We combat bias in our active learning process by including contextual diversity samples as part of our active training protocol. Contextual diversity uses an algorithm we developed to present the reviewer with documents that are very different from what the review team has already seen. We wrote about it extensively in a recent blog post.
Our ability to do contextual diversity sampling comes from the fact that our DRE engine ranks all of the documents every time. Because we rank all the documents, we know something about the nature of the documents already seen by the reviewers and the documents not yet reviewed. The contextual diversity algorithm essentially clusters unseen documents and then presents a representative sample of each group as the review progresses. And, like our relevance and QC algorithms, contextual diversity also keeps learning and improving as the review progresses.
The picture below, from our earlier blog post on this subject, illustrates our approach. Each yellow circle indicates a contextual cluster and the red dot in each circle indicates the most representative sample document the algorithm can find.
The Continuous Learning Process
Backed by our continuous ranking engine and contextual diversity, we can support a simple and flexible TAR 2.0 process for training and review. Here are the basic steps:
- Start by finding as many relevant documents as possible. Feed them to the system for initial ranking. (Actually, you could start with no relevant documents and build off of the review team work. Or, start with contextual diversity sampling to get a feel for different types of documents in the population.)

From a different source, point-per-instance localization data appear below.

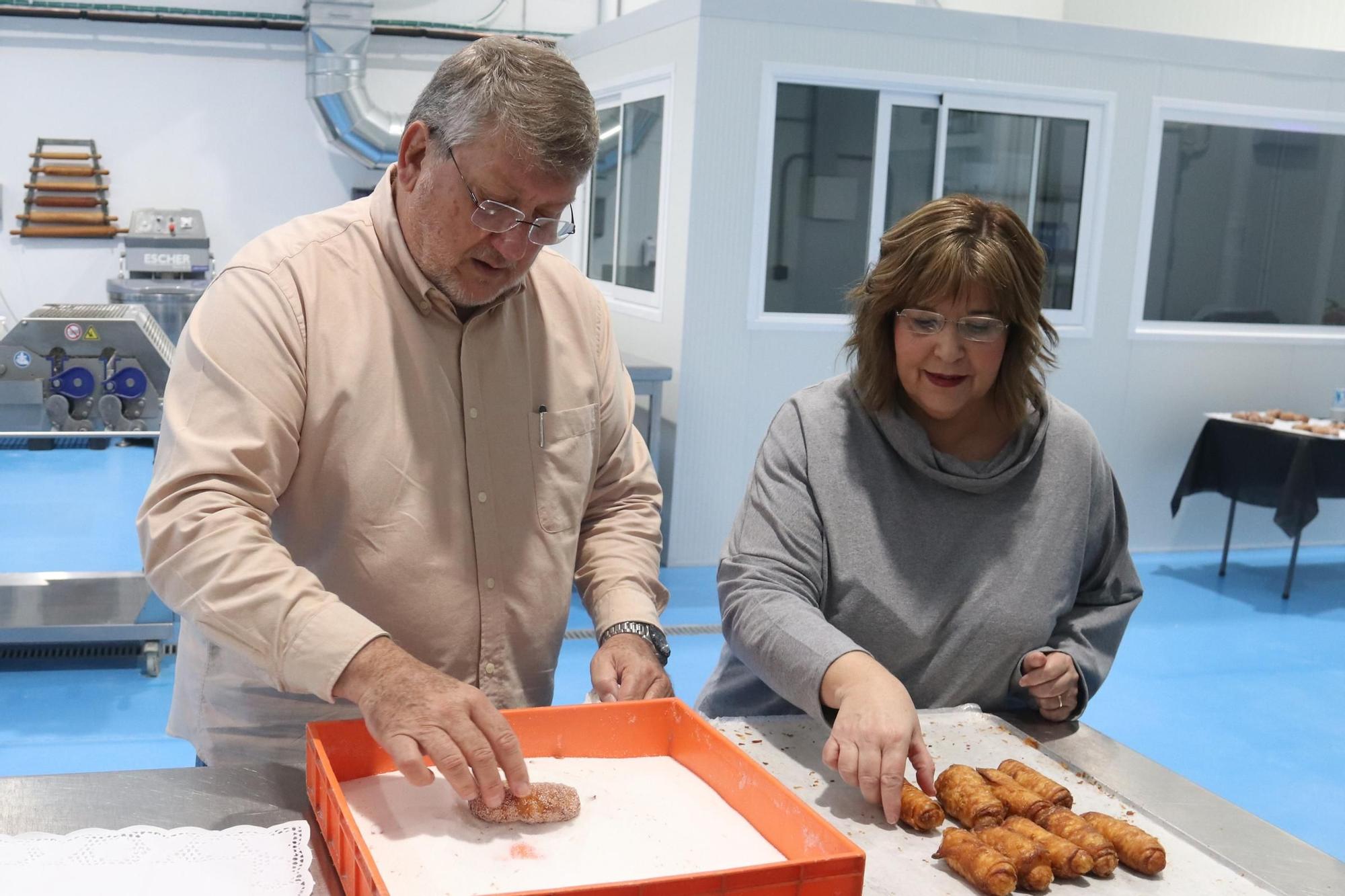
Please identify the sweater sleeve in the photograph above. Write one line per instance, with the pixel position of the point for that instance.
(1109, 589)
(774, 573)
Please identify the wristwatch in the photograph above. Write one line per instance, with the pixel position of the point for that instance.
(653, 634)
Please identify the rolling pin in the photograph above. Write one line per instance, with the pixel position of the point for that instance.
(68, 171)
(65, 157)
(68, 188)
(69, 202)
(111, 231)
(68, 217)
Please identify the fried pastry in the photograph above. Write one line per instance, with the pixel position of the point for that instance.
(1017, 799)
(547, 802)
(918, 810)
(966, 795)
(1135, 846)
(1067, 860)
(980, 865)
(1028, 857)
(1077, 830)
(1036, 782)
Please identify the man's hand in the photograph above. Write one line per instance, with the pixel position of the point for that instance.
(416, 710)
(1054, 682)
(875, 733)
(626, 667)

- Let the review team begin review. They get an automated mix including highly relevant documents and others selected by the computer based on contextual diversity and randomness to avoid bias. Our mix is a trade secret but most are highly ranked documents to maximize review-team efficiency over the course of the entire review.
- As the review progresses, QC a small percentage of the documents at the senior attorney’s leisure. Our QC algorithm will present documents that are most likely mistagged.

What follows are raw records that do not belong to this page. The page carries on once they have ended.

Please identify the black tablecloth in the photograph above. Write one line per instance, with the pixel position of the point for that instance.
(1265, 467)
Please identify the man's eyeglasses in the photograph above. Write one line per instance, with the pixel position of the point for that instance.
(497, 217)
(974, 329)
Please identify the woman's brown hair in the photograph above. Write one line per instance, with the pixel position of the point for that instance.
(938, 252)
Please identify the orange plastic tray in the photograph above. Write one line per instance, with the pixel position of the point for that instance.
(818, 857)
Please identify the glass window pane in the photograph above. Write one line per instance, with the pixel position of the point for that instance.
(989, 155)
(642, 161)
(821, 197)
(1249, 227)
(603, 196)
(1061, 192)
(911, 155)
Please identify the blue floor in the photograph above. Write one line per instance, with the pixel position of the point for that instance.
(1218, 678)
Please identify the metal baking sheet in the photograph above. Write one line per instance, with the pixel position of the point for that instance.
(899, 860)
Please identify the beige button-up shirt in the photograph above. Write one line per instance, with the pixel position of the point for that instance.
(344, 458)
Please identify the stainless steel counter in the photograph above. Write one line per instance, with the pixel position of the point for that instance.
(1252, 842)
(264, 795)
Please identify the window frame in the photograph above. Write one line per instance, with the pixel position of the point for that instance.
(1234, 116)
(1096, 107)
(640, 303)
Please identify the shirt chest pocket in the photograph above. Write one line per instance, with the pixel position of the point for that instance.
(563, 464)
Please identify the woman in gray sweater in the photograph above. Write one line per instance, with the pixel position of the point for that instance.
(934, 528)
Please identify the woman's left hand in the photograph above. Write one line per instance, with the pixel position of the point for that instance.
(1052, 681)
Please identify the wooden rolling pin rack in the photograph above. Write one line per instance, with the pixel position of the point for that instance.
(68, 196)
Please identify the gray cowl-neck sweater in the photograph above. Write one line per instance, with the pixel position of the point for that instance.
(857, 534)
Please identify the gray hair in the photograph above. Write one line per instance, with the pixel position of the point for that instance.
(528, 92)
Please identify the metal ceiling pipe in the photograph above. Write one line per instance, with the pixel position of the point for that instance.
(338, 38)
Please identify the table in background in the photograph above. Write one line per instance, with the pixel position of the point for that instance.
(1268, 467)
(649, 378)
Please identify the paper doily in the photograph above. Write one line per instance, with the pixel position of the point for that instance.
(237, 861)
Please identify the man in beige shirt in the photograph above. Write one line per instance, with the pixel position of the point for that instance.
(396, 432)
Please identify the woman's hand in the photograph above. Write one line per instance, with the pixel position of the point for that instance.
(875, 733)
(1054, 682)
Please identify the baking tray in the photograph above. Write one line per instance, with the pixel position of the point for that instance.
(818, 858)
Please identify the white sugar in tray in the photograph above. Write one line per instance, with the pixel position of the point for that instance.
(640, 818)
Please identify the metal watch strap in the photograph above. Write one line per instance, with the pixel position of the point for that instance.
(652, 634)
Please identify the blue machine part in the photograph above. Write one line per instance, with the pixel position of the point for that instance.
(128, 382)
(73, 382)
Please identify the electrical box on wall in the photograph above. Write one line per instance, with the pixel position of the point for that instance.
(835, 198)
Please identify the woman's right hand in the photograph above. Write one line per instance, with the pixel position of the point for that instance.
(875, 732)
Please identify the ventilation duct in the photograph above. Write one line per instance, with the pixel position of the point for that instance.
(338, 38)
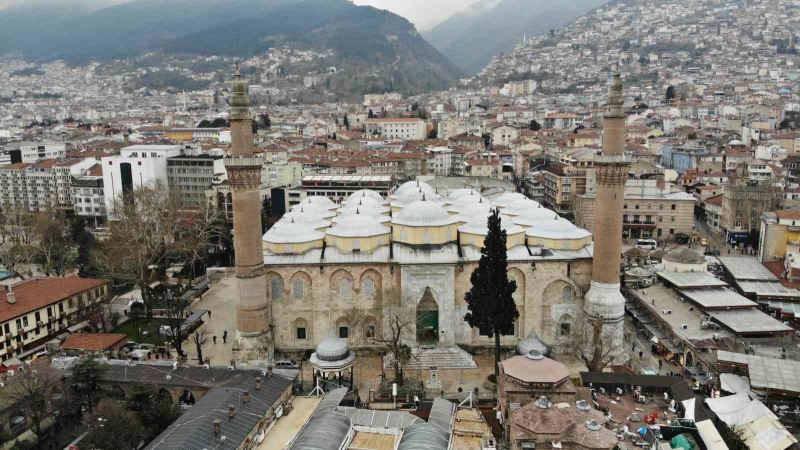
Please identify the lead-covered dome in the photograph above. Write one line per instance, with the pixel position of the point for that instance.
(358, 225)
(320, 201)
(423, 213)
(534, 216)
(505, 199)
(365, 194)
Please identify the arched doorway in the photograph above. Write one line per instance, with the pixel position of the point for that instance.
(427, 319)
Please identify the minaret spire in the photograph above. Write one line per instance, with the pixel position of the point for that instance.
(604, 302)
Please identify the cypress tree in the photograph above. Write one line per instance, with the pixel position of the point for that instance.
(490, 301)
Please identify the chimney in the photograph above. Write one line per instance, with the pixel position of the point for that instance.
(217, 426)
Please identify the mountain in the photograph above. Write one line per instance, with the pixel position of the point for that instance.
(375, 49)
(491, 27)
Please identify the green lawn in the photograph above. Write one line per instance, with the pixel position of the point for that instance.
(148, 334)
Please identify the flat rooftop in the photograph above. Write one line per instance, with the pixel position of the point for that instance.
(663, 302)
(718, 298)
(746, 268)
(691, 279)
(768, 289)
(749, 321)
(765, 372)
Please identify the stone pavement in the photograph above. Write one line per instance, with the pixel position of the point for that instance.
(221, 301)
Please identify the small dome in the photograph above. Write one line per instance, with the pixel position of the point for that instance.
(332, 349)
(532, 343)
(469, 212)
(465, 201)
(557, 228)
(413, 186)
(455, 194)
(366, 204)
(479, 225)
(534, 216)
(365, 193)
(313, 209)
(505, 199)
(684, 256)
(292, 233)
(318, 200)
(310, 220)
(519, 207)
(358, 225)
(424, 214)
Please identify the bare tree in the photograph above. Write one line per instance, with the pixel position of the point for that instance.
(199, 341)
(149, 229)
(399, 320)
(596, 346)
(33, 395)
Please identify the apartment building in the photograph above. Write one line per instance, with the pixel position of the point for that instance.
(35, 311)
(649, 211)
(405, 129)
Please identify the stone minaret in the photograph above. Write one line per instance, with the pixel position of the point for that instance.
(253, 315)
(604, 300)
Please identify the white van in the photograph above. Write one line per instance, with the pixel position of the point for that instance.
(647, 244)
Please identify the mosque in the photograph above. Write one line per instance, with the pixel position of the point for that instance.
(331, 267)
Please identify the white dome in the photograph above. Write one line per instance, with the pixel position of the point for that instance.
(413, 186)
(311, 220)
(455, 194)
(465, 201)
(424, 214)
(358, 225)
(313, 210)
(534, 216)
(505, 199)
(468, 212)
(479, 225)
(557, 228)
(318, 200)
(365, 204)
(292, 233)
(365, 195)
(520, 207)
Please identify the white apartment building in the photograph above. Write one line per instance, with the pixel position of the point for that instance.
(135, 167)
(397, 129)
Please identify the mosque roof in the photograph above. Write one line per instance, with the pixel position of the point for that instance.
(358, 225)
(424, 213)
(292, 233)
(557, 228)
(479, 225)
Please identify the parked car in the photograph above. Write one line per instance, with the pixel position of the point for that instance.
(647, 244)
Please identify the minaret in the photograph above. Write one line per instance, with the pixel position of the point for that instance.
(604, 299)
(253, 315)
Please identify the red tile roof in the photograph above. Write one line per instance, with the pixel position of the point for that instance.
(37, 293)
(94, 341)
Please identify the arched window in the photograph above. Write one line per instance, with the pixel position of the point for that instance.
(567, 294)
(368, 288)
(565, 325)
(276, 288)
(298, 288)
(346, 288)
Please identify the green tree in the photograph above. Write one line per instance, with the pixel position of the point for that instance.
(113, 427)
(670, 94)
(490, 300)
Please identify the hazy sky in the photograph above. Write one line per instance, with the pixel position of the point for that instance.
(422, 13)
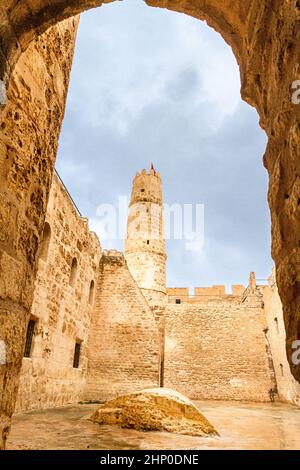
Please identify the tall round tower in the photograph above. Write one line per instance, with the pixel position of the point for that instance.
(145, 247)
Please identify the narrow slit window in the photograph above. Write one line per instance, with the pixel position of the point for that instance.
(77, 352)
(73, 273)
(29, 338)
(45, 242)
(91, 294)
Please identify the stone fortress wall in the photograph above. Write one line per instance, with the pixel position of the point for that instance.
(211, 345)
(62, 307)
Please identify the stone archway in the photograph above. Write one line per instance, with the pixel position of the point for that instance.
(265, 38)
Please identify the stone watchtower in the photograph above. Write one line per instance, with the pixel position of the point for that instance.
(145, 247)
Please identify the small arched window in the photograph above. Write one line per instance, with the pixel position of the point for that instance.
(44, 245)
(91, 294)
(73, 273)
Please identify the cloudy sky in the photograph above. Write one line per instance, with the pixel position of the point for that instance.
(150, 85)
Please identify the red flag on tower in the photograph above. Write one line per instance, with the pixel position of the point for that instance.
(152, 168)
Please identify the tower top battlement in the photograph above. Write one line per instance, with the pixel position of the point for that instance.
(151, 172)
(147, 187)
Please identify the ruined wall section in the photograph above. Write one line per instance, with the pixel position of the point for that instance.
(288, 387)
(124, 342)
(29, 130)
(62, 311)
(218, 350)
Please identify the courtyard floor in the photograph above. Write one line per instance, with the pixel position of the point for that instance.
(241, 426)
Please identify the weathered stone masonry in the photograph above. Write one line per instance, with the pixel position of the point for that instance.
(211, 345)
(265, 38)
(62, 308)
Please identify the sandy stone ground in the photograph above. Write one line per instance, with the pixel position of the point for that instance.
(241, 426)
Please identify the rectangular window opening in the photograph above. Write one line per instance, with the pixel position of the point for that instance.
(29, 338)
(77, 351)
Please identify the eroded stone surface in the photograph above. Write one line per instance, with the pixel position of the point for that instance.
(265, 37)
(157, 409)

- Continue until you reach the desired recall rate. Track your progress through our progress chart (shown above) and an occasional systematic sample, which will generate a yield curve.

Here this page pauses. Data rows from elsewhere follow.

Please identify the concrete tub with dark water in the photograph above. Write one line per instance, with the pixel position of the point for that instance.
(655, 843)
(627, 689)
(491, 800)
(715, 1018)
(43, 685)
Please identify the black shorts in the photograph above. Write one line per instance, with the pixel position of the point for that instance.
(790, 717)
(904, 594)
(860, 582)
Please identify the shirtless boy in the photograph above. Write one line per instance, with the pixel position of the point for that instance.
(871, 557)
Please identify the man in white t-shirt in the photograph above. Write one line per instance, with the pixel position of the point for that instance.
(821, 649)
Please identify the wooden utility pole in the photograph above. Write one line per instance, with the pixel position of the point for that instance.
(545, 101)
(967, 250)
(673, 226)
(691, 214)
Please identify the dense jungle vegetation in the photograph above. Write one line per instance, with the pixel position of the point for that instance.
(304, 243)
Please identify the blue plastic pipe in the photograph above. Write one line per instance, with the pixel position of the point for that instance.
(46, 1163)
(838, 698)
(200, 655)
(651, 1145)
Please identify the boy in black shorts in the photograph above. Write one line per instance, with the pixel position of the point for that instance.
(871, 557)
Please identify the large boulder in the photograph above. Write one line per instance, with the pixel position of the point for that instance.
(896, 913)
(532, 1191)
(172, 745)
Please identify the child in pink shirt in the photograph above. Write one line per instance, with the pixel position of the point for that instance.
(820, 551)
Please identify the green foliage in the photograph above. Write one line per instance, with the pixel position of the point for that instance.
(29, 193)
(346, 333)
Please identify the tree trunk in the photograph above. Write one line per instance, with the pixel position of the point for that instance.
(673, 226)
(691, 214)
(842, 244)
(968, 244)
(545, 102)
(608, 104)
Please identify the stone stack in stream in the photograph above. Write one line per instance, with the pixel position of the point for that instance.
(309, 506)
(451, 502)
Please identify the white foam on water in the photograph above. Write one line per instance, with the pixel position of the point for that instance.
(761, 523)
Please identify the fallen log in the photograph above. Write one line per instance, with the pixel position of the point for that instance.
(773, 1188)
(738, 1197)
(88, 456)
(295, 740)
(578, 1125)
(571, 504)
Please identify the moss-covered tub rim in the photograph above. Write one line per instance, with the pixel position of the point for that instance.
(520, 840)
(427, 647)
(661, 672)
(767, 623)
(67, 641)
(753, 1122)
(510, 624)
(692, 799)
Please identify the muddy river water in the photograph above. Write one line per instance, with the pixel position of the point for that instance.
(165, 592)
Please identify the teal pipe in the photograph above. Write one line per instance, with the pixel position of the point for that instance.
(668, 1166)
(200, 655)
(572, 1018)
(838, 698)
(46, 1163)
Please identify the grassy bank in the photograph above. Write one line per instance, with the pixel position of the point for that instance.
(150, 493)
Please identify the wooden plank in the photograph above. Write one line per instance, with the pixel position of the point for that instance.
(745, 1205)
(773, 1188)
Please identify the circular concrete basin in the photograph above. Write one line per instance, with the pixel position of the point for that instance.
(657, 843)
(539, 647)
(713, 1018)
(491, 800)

The process is flexible and can progress in almost any way you desire. You can start with tens of thousands of tagged documents if you have them, or start with just a few or none at all. Just let the review team get going either way and let the system balance the mix of documents included in the dynamic, continuously iterative review queue. As they finish batches, the ranking engine keeps getting smarter. If you later find relevant documents through whatever means, simply add them. It just doesn’t matter when your goal is to find relevant documents for review rather than train a classifier.
This TAR 2.0 process works well with low richness collections because you are encouraged to start the training with any relevant documents you can find. As review progresses, more relevant documents rise to the top of the rankings, which means your trial team can get up to speed more quickly. It also works well for ECA and third-party productions where you need to get up to speed quickly. (Read a case study on using TAR for third-party productions here.)
As Grossman and Cormack point out:
This study highlights an alternative approach – continuous active learning with relevance feedback – that demonstrates superior performance, while avoiding certain problems associated with uncertainty sampling and passive learning. CAL also offers the reviewer the opportunity to quickly identify legally significant documents that can guide litigation strategy, and can readily adapt when new documents are added to the collection, or new issues or interpretations of relevance arise.
If your TAR product is integrated into your review engine and supports continuous ranking, there is little doubt they are right. Keep learning, get smarter and save more. That is a winning combination.